Calls for transparency have dogged social media companies for years and the Oversight Board — which is meant to serve as an accountability mechanism that offsets opaque content moderation practices — clearly needs to be as forthcoming as possible. The charter includes some important transparency provisions. The names of the Oversight Board’s members will be made public, but to protect their security the names of the panelists reviewing specific cases will be kept confidential. Each decision made by the board will be published and archived online. Dissenting opinions may be published along with the majority decision, although it is not clear who decides on their inclusion. The procedures for submitting a case to the board and the requirements for review (yet to be determined) will be publicly available. While the charter suggests that the board will release reports, they are not required to do so. Periodic accountings of the board’s operations, including the number of cases that are referred to it but not reviewed, and the nature of such cases, would provide a helpful overview of how the system is functioning.
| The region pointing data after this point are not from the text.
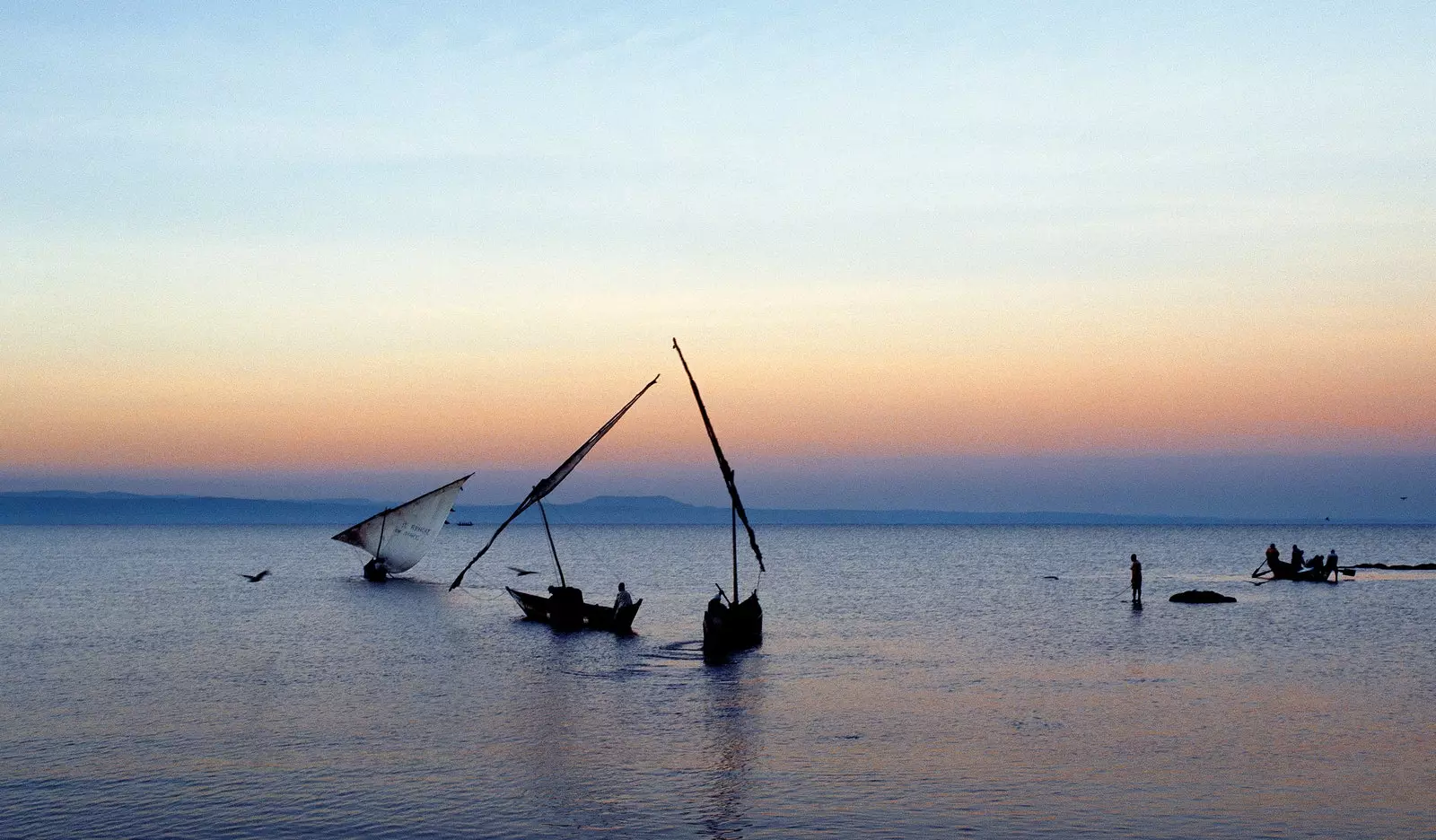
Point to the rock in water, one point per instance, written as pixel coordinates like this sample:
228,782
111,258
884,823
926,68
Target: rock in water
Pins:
1201,596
Facebook’s announcement of the board co-chairs and initial cohort of members will provide the first indication of whether the charter’s commitment to diversity and independence is honored in practice. Very little is known about the trust and the extent to which it will exercise control over the Oversight Board, although Facebook has promised to release relevant documents. Given the extent of the trust’s control over the board through appointments, removals and funding, these will be closely scrutinized. The budget for the board’s operations is also unknown and will undoubtedly have an enormous impact on its ability to be effective, although it is not clear that it will be made public.
The board’s bylaws will also be critical. According to Facebook, they will “provide greater operational detail on the board’s institutional independence and rules of procedure” and will “include accountability mechanisms, such as a code of conduct and board member disqualifications.” The charter does not specify how the bylaws will be decided, stating only that: “[t]he board’s operational procedures will be outlined in its bylaws. The charter and bylaws will act as companion documents.” Facebook, however, has indicated that it is “crafting” the bylaws and that “ultimately the board alone will have the ability to change them.” This suggests that the company intends to put in place the initial set of bylaws that could be changed by the board at a later point in time. Given the centrality of the bylaws, it can be expected that an independent Oversight Board will expect to have substantial input on these procedures.
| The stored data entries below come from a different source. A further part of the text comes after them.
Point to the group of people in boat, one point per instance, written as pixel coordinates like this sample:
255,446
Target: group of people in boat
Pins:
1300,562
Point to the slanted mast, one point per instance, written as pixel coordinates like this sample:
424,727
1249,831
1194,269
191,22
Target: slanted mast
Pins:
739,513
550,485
The Oversight Board is an ambitious project and one that has the potential to significantly improve content moderation. The charter provides a solid foundation for its operation, but the building blocks which will be put in place over the next months and years will determine whether the board serves its goal of bringing much-needed accountability and transparency to Facebook’s content moderation policies and practices. And, many of the most difficult questions facing Facebook, such as political advertising, efforts to game the platform and downranking, will be outside the board’s purview, sitting solely with the company. The board is one part of the ecosystem of decision-making by social media platforms on the fate of speech and speakers in the digital public square, and the whole system must become more transparent and accountable.